COD拒收模型背景与目的

目前COD总体的签收率是80%,这意味着有一部分人是会拒收COD的,拒收带来了额外的成本,带来相当大损失。

于是一个想法是能不能将可能拒收COD的人群在发货之前识别出来,采取一定的措施,减少损失。

这个想法是可以实现的。

COD建模

查看使用到的变量以及部分数据

kable(as.data.frame(colnames(B_New_cod_sample)))
colnames(B_New_cod_sample)
用户性别
app1
device
ip_num
frist_visit
下单day
付款day
label
DT::datatable(B_New_cod_sample[1:100,])

查看拒收与签收的比例

pct(New_cod_sample$label)
Count Percentage
0 88727 88.26
1 11798 11.74

查看特征与是否拒收的关系

  1. 查看不同的手机版本
A1 <- gbpct(New_cod_sample$app1,New_cod_sample$label)
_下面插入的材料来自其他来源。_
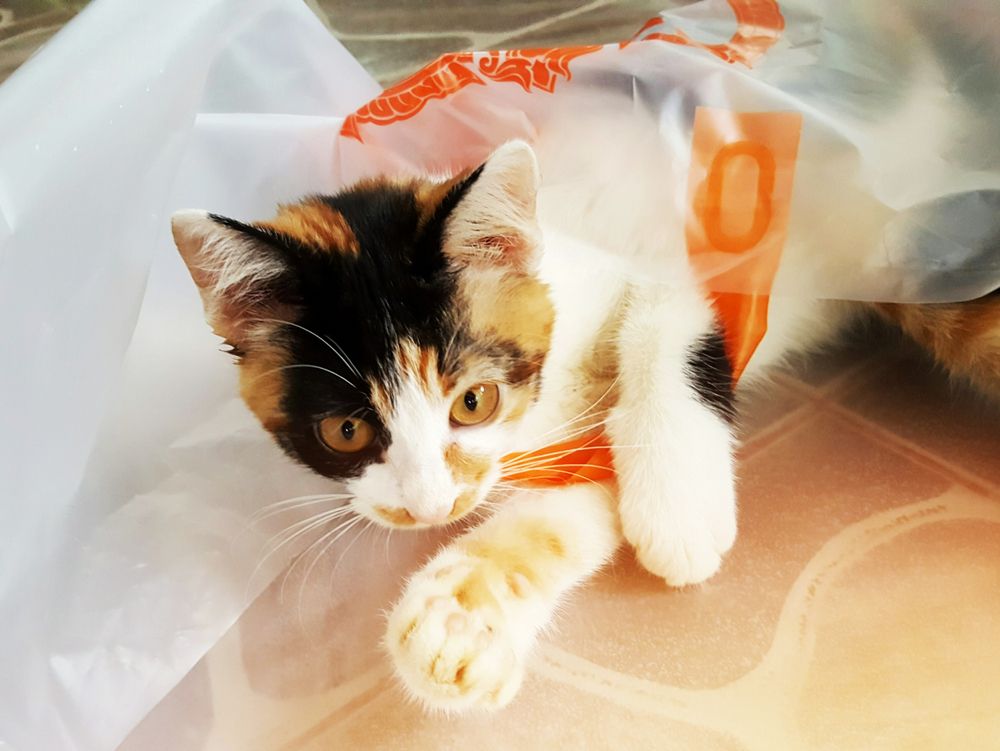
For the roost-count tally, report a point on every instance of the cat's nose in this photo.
(435, 515)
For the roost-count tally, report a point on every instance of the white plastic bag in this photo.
(118, 566)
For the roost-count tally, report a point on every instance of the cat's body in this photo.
(403, 337)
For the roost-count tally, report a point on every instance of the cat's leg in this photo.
(673, 435)
(461, 632)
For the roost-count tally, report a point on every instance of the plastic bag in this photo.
(131, 471)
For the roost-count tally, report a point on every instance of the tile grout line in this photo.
(907, 448)
(882, 434)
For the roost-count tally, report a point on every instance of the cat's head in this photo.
(390, 336)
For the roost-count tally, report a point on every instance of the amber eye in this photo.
(476, 405)
(346, 435)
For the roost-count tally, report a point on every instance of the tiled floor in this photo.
(859, 609)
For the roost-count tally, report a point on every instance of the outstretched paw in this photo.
(450, 640)
(684, 554)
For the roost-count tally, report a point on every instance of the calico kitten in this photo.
(402, 336)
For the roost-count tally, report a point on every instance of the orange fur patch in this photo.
(398, 516)
(466, 468)
(317, 225)
(514, 306)
(262, 384)
(462, 504)
(964, 337)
op1<-par(mfrow=c(1,2), new=TRUE)
## Warning in par(mfrow = c(1, 2), new = TRUE): 不绘图就不能调用par(new=TRUE)
New_cod_sample$app1 <- as.factor(New_cod_sample$app1)
New_cod_sample$label <- as.factor(New_cod_sample$label)

plot(New_cod_sample$app1, New_cod_sample$label, 
     ylab="Good-Bad", xlab="category", 
     main="app1")

  1. 产看不同的州
A1 <- gbpct(New_cod_sample$州,New_cod_sample$label)

New_cod_sample$州 <- as.factor(New_cod_sample$州)

plot(New_cod_sample$州, New_cod_sample$label, 
     ylab="Good-Bad", xlab="category", 
     main="state")

3.查看不同性别

A1 <- gbpct(New_cod_sample$gender,New_cod_sample$label)

New_cod_sample$gender <- as.factor(New_cod_sample$gender)

plot(New_cod_sample$gender, New_cod_sample$label, 
     ylab="Good-Bad", xlab="category", 
     main="gender")

4 查看使用过的ip数量与拒收的关系

A1 <- gbpct(New_cod_sample$ip_num,New_cod_sample$label)

New_cod_sample$ip_num <- as.factor(New_cod_sample$ip_num)

plot(New_cod_sample$ip_num, New_cod_sample$label, 
     ylab="Good-Bad", xlab="category", 
     main="quantity of ip")

5 查看下单时间与拒收的关系

A1 <- gbpct(New_cod_sample$下单day,New_cod_sample$label)

New_cod_sample$下单day <- as.factor(New_cod_sample$下单day)

plot(New_cod_sample$下单day, New_cod_sample$label, 
     ylab="Good-Bad", xlab="category", 
     main="Relationship between order time and refusal")

6 付款日期与拒收的关系

A1 <- gbpct(New_cod_sample$付款day,New_cod_sample$label)

New_cod_sample$付款day <- as.factor(New_cod_sample$付款day)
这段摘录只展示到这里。